Um filósofo é, afinal, um especialista em unidade: raramente ele enunciará alguma proposição solta, sem raiz em princípios gerais e sem uma rede de conexões com a totalidade de suas idéias. Um bom leitor de filosofia não se perde na discussão de detalhes isolados, mas, guiado por um instinto de coerência que já o torna um pouco filósofo, busca por trás de tudo os princípios e fundamentos.
Em filosofia, toda expressão é provisória e requer o acúmulo praticamente interminável de esclarecimentos. Mas ao público brasileiro de hoje falta algo mais que a consciência disso. Falta o sentido mesmo da ligação orgânica entre as asserções e os argumentos que as embasam.
Em filosofia [...], nenhuma proposição significa nada quando considerada independentemente das razões que a ela conduzem. Nas discussões vulgares, ao contrário, cada afirmação vale por si; os argumentos podem torná-la mais aceitável, mas nada lhe acrescentam: sobra-lhes apenas a função de floreados enfáticos, destinados a sublinhar e colorir uma decisão tomada antes e independentemente deles.
A precaução mais elementar, ao ler os escritos de um filósofo, é lembrar que nossas objeções mais imediatas já devem ter-lhe ocorrido e podem estar respondidas, ao menos de maneira implícita, em alguma outra parte de sua obra.
"Esta expressão [tune deafness], para a qual não achei uma tradução unanimemente aceita em português (pode ser 'privação melódica'), designa a pessoa que, embora sem sofrer de nenhuma deficiência auditiva, simplesmente não consegue captar uma melodia. Ouve as notas separadas, mas não atina com a frase musical que compõem. Se o cantor desafina, ou o pianista toca um ré onde deveria entrar um fá, ela não nota a mínima diferença.
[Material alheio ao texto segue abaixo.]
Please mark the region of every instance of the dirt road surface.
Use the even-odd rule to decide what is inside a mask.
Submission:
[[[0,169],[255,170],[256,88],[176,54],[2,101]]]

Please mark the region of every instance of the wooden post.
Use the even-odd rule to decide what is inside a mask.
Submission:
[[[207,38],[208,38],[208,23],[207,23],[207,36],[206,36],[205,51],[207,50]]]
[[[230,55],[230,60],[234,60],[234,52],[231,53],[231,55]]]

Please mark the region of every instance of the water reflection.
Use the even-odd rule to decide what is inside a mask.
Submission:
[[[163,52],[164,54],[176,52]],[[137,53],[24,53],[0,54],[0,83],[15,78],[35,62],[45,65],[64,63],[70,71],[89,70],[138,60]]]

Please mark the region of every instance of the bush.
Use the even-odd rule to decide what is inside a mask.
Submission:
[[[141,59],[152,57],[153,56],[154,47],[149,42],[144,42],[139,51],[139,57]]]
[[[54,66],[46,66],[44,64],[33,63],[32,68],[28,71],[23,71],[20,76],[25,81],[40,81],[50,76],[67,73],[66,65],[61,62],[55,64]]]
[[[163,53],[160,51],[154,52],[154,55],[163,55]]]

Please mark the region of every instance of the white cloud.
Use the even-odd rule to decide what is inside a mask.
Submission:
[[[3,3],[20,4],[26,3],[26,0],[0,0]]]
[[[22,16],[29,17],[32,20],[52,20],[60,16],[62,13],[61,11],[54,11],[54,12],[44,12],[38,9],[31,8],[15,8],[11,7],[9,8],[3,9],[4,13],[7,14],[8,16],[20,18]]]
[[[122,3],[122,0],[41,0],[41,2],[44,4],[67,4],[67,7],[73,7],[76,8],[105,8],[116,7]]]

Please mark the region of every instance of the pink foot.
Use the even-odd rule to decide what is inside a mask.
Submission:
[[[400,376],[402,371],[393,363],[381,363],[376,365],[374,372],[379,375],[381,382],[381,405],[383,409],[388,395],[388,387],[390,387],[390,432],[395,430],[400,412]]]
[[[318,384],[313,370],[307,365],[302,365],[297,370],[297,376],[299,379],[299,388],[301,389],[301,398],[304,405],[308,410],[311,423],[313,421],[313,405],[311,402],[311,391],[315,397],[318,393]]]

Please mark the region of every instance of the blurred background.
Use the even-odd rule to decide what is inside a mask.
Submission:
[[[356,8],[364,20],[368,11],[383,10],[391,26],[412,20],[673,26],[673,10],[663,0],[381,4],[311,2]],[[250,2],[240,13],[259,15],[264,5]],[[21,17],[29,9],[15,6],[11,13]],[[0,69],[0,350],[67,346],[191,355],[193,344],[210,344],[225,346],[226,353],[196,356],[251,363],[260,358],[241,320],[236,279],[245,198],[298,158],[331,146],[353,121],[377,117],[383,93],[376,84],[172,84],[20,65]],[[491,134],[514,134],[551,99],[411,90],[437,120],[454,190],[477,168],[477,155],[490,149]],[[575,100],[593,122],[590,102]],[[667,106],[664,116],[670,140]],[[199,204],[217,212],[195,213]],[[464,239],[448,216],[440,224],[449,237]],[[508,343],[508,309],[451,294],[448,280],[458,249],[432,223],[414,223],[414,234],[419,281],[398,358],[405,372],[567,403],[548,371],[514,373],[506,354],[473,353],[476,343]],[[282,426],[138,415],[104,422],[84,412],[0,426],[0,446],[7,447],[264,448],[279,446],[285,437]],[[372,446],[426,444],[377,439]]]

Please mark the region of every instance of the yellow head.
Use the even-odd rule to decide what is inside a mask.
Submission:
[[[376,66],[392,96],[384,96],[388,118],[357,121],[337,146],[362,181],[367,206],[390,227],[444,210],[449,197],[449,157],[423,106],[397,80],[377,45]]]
Nos casos mais graves, o doente não consegue nem mesmo entender o que é música: não nota a mínima diferença entre os Concertos de Brandemburgo e o som das buzinas no tráfego congestionado. A doença é esquisita, mas não rara: segundo dados recentes, dois por cento das pessoas têm algum grau de tune deafness."
"A objetividade é sempre possível. O que não é possível é garanti-la mediante regrinhas e norminhas padronizadas. [...] Em geral, o conceito padronizado de objetividade é justamente um refúgio contra a necessidade de um esforço pessoal de descoberta e admissão da verdade."
"A objetividade é, em última análise, humildade perante o real – a humildade da inteligência. É talvez a mais difícil das virtudes. Não é coisa que se conquiste sem uma ascese interior, dificilmente acessível a pessoas que, como os jornalistas, vivem num meio antes propenso à tagarelice do que à reflexão. A probabilidade de que a massa dos jornalistas alcance essas alturas é a mesma de que todos os homens do mundo se tornem virtuosos por força das normas legais."
“Ou a luta contra o mal começa pela luta contra a confusão, ou só acaba contribuindo para a confusão entre o bem e o mal.”